Так вот и земные пространства могут обмануть на мгновение чувства и мысль человека, показать и сказать одно, а быть и означать совсем другое.

Воскресная послеполуденная пора. Поезд громыхает и мчится по серой равнине Срема. Взглянув в окно вагона, я вижу, как ветер по-прежнему носит сухую листву кукурузы; она уже далеко, чернеет на фоне серого неба, подобно припоздавшей птице, название которой не можешь угадать.

Взлетая над морем

Infinito mar me meu desejo!

Camоes[8]

Стоит вспомнить о море, как легкая дрожь охватывает меня — волна и крыло! — от затылка до кончиков ногтей, и на миг земля исчезает у меня из-под ног.

Выведите жителя Балканских гор на море, и вы откроете опьяняющий праздник с радостным рассветом и полными неизвестности сумерками. Стремление к морю, видимо, зарождалось и росло в поколениях, и воплощение его в одной нашей личности жестоко, как взрыв.
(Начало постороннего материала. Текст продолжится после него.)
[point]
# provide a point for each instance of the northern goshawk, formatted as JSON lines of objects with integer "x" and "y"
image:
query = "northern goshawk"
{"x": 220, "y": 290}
Выход племени к морю — это начало его подлинной истории, его вступление в царство больших жизненных шансов и больших возможностей. Этот решающий миг в истории рода повторяется всякий раз в истории личности при первой ее встрече с морем, только в иной форме и меньшем объеме.

Я стараюсь хорошенько понять ту неописуемую нежность, которой наполняет меня самая мысль о сизо-белых оттенках на перьях чайки, о безмятежных волнах, которые несут в себе солнце, небо, отраженные берега, наши образы и преломляются с музыкой, которой мы внимаем в божественном экстазе. В голову приходит мысль, что это те самые далекие и чудесные игрушки, по которым плачут ночами крестьянские ребятишки в наших горах, когда матери тщетно суют им грудь, которая утоляет лишь первую жажду и первый голод.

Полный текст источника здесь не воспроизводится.